His unbashful support of and uncritical view on the Korean War speak volumes. What I think is irrelevant, but the facts and history are unequivocally on my side.
Clearly, you two should get a room, one adjacent to Hayes and rhadamanthus... the 4 of you could take turns duking it out. Since the train has left the tracks for a moment, wnes, what does- "We were comparing the Korean War and the Iraq War, weren't we? Let's see: "Both were Preventive in nature, proxy wars fought on basis of unrealistic fear-mongering." -this mean, exactly? North Korea suddenly assaults the South and the United Nations. Many countries, the US being chief among them, but hardly alone, fight back and push the North to defeat, the North being, "saved," not a term I would use, personally, by Chinese intervention. I simply don't understand, "Both were Preventive in nature, proxy wars fought on basis of unrealistic fear-mongering." Does not compute regarding the Korean War. Keep D&D Civil.
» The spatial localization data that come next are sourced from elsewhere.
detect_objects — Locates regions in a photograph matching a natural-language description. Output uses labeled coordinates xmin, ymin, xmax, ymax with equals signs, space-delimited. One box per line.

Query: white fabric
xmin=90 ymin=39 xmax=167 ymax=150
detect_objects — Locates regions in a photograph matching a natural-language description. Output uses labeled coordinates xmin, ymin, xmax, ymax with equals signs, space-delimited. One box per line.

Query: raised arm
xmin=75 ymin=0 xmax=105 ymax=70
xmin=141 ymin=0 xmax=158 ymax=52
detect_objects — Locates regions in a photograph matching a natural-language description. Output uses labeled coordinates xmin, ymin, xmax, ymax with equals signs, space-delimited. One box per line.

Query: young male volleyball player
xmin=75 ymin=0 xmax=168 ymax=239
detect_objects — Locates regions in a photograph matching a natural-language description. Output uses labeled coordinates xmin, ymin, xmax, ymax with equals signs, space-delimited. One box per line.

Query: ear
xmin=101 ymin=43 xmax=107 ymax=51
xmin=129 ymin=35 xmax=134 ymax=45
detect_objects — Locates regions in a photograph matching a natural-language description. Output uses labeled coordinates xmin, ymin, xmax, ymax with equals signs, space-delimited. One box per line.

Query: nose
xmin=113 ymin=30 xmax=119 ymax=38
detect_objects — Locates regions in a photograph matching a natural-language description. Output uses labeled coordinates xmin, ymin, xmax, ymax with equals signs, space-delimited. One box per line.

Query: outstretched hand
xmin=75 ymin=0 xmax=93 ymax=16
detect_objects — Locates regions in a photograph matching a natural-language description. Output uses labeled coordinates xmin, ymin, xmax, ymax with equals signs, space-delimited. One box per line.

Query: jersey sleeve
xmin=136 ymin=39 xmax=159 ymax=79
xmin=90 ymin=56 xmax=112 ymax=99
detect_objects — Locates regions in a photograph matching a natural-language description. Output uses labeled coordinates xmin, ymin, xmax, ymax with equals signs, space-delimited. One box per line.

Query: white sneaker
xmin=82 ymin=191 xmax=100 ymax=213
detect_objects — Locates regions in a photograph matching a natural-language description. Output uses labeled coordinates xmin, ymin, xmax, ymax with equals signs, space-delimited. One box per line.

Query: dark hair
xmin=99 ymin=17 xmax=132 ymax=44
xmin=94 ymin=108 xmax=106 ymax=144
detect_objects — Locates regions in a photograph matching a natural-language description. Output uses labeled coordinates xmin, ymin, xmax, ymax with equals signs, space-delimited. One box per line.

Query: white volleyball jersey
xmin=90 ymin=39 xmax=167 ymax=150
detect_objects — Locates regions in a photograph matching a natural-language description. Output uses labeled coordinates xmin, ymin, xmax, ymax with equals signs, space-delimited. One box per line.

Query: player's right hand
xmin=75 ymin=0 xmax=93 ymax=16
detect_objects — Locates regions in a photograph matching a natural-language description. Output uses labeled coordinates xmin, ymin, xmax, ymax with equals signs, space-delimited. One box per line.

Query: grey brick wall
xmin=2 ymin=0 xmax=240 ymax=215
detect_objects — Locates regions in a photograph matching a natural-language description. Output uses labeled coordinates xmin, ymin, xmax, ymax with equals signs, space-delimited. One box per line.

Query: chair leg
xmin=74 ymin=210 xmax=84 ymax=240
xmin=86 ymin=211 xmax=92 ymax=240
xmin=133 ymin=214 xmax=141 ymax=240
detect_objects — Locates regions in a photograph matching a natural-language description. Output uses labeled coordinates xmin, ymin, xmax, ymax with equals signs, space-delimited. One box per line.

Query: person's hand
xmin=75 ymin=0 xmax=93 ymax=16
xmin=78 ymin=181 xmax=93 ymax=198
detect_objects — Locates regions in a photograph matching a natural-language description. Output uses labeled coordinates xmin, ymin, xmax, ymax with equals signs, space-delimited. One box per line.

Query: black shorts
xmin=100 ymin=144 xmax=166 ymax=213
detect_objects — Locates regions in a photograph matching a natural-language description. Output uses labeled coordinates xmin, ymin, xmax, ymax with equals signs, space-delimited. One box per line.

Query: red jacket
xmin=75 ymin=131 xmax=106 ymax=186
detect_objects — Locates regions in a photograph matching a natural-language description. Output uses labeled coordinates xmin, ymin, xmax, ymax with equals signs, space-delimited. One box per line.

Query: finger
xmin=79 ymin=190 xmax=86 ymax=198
So what is justified then? Sounds like isolationism at its core if you're arguing that the Korean War is illegitimate. If you're comparing the Korean War to the first Gulf War in 1991, then yes the comparison makes sense. One country invades another, the UN signs off on intervention to protect the invaded party, and then the other side gets pushed back. Granted there are some fairly large differences but overall it really isn't that different.
The US created the Korean divide in the first place out of its self-serving interest, and worse yet, deprived Koreans' long waited opportunity to establish an independent, sovereign, and unified country. The Koreans were NOT consulted when their country was forceably split apart. They didn't ask for this kind of liberation. Let's not forget the puppet Rhee regime supported by the U.S. was much more repressive and brutal than the Kim regime in the North in the beginning. There are tons of records to show that, so don't pretend to be an altrusitic humanitarianist. Moreover, NK only turned more reclusive and lagged behind SK years later, after the War. So don't be a revisionist either. Oh, the UN part, let's not forget two of the 5 founding members were absent when US coerced the rest to form a nominal allied force, which was all but US own forces. You guys are making hayes proud. NK didn't consititute a threat to the US at the end of WWII. The military campaign from the NK should be viewed in the context of the long brewing conflicts between the two sides. The South were equally provocative during that time. All things considered, the War was fought by US out of unfounded fear as a preventive means. Let me make it clear, once for all, I am not in favor of one side over the other in the conflict, if it was all about a genuine self-determination. It's my firm belief it should be up to Koreans to decide their fate. If the South win, congrats to them, rest of the world should move on. Same for a North victory.
It was preventable if the North Koreans had decided not to invade the South. That is correct. The North Koreans could have prevented it. Do you believe the North Koreans didn't shoot or bomb innocent civilians?